Reputation: 4744
I have a DataFrame, df1
, which is a slice of df
. df
is multiindexed and has shape (8,)
. The slice removes some of the second level of df
. When I do df1.shape
it returns (4,)
- all good - but when I do df1.index.levels[0]
this returns (4,)
. How come this happens?
In [ ]:
arrays = [np.array(['bar', 'bar', 'baz', 'baz', 'foo', 'foo', 'qux', 'qux']),
np.array(['one', 'two', 'one', 'two', 'one', 'two', 'one', 'two'])]
df = pd.DataFrame(np.random.randn(8,2), index=arrays)
df
Out [ ]:
0 1
bar one -0.447155 -0.323073
two 0.115899 -0.015561
baz one -0.272498 1.847073
two -0.399948 -0.264327
foo one 0.169687 -1.708543
two 1.154434 0.878936
qux one 0.535721 0.437186
two -1.203431 0.568412
In [ ]:
df1=df[df[1]>0]
Out [ ]:
0 1
baz one -0.272498 1.847073
foo two 1.154434 0.878936
qux one 0.535721 0.437186
two -1.203431 0.568412
Now for the weird bit
In [ ]:
df1=df[df[1]>0]
print(df1.index.levels[0], df1.index.levels[0].shape)
Out [ ]:
Index(['bar', 'baz', 'foo', 'qux'], dtype='object') (4,)

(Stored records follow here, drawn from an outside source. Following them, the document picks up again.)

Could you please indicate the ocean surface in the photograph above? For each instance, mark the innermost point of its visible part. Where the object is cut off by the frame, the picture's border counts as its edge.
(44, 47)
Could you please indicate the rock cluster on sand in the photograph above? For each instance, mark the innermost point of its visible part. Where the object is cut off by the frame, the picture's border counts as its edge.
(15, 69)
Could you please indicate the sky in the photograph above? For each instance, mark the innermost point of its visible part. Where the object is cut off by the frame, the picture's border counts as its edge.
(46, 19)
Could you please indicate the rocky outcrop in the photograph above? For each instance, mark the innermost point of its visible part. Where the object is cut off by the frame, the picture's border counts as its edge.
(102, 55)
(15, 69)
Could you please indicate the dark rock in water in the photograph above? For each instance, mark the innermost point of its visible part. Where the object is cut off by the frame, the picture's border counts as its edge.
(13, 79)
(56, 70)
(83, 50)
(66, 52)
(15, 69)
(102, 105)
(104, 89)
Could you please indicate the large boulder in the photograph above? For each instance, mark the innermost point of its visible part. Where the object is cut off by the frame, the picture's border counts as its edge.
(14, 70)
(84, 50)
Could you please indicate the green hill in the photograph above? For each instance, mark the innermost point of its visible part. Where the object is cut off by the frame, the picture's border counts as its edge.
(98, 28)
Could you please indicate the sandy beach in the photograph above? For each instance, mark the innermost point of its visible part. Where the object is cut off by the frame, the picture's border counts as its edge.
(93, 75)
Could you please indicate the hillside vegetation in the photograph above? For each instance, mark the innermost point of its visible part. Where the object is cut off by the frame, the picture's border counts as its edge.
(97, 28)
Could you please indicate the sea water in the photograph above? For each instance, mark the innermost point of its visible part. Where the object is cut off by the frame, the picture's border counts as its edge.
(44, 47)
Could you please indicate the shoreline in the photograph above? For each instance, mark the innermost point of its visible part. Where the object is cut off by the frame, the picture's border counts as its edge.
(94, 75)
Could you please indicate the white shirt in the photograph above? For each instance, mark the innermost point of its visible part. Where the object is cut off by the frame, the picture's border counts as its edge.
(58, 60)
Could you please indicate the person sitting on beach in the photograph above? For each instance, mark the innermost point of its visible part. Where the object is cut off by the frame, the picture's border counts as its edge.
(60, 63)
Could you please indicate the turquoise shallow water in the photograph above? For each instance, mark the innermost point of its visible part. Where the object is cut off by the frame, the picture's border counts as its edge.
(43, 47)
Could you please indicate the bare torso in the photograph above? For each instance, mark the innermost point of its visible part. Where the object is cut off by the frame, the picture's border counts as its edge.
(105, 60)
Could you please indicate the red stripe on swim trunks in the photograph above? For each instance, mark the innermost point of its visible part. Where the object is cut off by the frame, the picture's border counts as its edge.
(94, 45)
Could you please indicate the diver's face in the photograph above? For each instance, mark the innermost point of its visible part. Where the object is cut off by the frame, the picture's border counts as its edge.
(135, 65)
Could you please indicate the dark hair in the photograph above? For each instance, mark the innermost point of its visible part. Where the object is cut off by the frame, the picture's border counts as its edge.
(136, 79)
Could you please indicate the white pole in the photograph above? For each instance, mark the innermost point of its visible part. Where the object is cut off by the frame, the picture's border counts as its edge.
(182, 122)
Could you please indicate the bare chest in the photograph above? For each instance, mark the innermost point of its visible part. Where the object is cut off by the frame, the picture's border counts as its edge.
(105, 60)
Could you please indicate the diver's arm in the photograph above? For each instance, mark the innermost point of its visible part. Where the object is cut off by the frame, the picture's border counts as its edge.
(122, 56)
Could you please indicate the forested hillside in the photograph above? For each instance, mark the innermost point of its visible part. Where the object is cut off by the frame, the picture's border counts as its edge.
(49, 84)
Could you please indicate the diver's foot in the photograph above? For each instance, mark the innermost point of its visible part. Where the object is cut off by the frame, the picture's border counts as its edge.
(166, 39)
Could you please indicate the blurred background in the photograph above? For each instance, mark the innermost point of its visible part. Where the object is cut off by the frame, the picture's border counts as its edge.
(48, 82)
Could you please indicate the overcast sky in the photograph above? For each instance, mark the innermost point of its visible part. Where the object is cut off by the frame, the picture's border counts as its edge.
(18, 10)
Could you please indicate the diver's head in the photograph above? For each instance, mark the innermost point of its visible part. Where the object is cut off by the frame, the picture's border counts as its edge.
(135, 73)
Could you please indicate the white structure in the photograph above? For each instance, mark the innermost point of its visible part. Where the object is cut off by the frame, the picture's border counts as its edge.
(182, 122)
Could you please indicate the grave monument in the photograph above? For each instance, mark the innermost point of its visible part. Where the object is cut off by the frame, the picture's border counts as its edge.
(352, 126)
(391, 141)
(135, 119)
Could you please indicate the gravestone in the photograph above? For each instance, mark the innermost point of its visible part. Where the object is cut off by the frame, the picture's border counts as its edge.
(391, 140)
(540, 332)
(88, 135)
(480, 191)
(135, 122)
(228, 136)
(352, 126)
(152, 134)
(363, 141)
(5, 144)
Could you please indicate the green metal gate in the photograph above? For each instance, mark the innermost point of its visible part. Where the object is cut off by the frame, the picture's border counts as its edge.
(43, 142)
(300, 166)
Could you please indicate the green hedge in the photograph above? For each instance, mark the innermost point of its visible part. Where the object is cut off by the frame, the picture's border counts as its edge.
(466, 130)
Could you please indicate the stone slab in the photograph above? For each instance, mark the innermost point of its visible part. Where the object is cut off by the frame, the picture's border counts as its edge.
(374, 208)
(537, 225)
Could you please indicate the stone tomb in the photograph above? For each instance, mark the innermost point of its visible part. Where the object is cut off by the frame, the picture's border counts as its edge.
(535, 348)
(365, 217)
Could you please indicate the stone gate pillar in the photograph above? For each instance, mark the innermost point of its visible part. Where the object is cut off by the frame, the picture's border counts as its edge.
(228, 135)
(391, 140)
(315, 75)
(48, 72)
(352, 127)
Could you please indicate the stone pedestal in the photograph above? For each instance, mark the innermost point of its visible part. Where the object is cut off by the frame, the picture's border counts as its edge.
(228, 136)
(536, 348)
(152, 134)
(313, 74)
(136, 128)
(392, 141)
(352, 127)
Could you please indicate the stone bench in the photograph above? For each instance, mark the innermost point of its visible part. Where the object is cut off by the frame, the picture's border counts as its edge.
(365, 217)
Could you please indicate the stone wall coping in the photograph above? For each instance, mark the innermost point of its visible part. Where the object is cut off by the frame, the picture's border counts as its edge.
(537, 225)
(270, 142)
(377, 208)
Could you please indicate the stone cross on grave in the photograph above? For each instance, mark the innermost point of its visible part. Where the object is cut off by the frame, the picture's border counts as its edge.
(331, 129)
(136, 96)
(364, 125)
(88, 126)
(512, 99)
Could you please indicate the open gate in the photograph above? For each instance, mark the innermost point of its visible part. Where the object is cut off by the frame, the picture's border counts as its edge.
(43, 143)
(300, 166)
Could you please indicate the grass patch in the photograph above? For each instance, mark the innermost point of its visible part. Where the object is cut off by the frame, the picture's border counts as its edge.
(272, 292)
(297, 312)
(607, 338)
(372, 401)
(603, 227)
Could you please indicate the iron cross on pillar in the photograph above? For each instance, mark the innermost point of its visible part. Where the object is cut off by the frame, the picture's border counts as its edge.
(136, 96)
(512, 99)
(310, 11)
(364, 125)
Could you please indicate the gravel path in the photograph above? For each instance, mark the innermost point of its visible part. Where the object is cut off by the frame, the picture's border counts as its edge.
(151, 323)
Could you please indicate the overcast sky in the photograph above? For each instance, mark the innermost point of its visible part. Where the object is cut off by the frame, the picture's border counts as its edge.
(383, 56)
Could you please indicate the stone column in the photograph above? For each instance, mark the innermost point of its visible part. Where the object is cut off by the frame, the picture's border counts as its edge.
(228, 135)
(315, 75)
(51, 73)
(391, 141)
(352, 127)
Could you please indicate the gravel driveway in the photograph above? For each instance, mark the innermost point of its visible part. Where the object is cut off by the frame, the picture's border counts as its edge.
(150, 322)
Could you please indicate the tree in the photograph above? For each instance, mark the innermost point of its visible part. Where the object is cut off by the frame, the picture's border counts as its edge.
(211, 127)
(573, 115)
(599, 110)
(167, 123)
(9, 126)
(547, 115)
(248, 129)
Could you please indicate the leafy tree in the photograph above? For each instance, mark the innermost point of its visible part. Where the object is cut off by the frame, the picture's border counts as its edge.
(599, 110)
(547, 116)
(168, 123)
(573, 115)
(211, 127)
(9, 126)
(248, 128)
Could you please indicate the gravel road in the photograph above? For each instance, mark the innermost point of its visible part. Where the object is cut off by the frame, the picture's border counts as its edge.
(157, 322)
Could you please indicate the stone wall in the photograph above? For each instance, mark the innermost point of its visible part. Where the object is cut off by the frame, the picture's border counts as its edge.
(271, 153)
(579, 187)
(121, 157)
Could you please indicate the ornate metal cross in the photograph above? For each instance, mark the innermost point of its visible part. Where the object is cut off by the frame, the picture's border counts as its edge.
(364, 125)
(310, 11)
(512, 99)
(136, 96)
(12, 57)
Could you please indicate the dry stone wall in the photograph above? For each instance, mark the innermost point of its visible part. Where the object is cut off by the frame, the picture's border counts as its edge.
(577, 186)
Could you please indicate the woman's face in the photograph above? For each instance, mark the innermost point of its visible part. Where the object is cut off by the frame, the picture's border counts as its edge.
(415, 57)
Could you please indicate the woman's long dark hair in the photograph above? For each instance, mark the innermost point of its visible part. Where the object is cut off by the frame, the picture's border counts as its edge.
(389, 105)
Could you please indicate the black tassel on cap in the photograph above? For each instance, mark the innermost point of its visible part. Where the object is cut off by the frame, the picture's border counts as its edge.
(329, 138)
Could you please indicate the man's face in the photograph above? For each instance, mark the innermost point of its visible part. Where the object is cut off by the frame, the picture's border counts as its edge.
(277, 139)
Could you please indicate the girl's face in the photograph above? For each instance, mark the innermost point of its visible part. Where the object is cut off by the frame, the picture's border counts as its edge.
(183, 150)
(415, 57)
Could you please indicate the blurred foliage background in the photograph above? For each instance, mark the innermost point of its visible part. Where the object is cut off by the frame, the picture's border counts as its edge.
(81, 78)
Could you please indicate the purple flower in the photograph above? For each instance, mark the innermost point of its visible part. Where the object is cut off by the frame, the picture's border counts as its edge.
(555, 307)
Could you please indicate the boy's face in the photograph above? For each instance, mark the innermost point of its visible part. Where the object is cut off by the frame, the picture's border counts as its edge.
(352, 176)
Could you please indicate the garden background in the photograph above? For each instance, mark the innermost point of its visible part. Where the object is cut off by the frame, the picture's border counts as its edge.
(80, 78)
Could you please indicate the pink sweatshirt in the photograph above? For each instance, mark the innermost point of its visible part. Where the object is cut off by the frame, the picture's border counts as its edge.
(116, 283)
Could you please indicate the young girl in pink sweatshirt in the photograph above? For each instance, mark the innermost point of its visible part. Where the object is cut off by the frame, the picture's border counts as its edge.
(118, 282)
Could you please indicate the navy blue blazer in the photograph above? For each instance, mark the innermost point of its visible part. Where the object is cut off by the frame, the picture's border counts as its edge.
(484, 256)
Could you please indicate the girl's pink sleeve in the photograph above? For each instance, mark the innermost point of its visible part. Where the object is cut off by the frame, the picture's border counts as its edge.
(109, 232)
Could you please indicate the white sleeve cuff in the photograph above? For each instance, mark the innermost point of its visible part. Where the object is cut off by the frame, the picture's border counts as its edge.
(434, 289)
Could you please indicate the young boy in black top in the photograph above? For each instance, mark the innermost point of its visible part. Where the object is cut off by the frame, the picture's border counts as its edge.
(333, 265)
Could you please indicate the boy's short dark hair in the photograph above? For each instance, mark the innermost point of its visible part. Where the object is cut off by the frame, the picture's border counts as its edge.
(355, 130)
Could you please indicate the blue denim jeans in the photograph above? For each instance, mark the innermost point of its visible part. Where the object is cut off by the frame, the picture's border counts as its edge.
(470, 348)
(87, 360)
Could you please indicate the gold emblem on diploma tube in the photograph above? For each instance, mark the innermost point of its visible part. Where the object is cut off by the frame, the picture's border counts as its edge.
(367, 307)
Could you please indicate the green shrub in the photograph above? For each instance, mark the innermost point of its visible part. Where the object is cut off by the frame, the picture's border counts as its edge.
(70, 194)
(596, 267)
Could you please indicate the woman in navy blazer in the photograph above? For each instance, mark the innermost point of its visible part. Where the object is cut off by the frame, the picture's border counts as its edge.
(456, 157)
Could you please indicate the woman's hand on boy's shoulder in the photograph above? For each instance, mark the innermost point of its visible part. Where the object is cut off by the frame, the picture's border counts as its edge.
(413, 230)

I find this strange as there is no bar
shown in df1
. What is the reason behind this?
My guess is it is something to do with copying/not copying but I don't understand why.
Upvotes: 2
Views: 806
Reputation: 879471
Consider the two indexes:
In [59]: df.index
Out[59]:
MultiIndex(levels=[[u'bar', u'baz', u'foo', u'qux'], [u'one', u'two']],
labels=[[0, 0, 1, 1, 2, 2, 3, 3], [0, 1, 0, 1, 0, 1, 0, 1]])
In [58]: df1.index
Out[58]:
MultiIndex(levels=[[u'bar', u'baz', u'foo', u'qux'], [u'one', u'two']],
labels=[[1, 2, 3, 3], [0, 1, 0, 1]])
When building df1
with df1 = df[df[1]>0]
Pandas can build df1.index
by
merely changing the labels
. Moreover, if it doesn't change the levels
, then
it doesn't have to renumber the labels
. This is why df1.index
contains bar
even though df1
doesn't use bar
.
You can rebuild the index by using reset_index/set_index
:
In [63]: df1.reset_index().set_index(['level_0', 'level_1']).index
Out[63]:
MultiIndex(levels=[[u'baz', u'foo', u'qux'], [u'one', u'two']],
labels=[[0, 1, 2, 2], [0, 1, 0, 1]],
names=[u'level_0', u'level_1'])
-- or use Alexander's faster solution, df1.index = pd.MultiIndex.from_tuples(df1.index)
-- but Pandas
doesn't do this by default probably for better performance.
Upvotes: 2
Reputation: 394031
It's because the levels are just the labels, it's the second level values that determine which labels are present for that label, so for instance in my case:
In [2]:
arrays = [np.array(['bar', 'bar', 'baz', 'baz', 'foo', 'foo', 'qux', 'qux']),
np.array(['one', 'two', 'one', 'two', 'one', 'two', 'one', 'two'])]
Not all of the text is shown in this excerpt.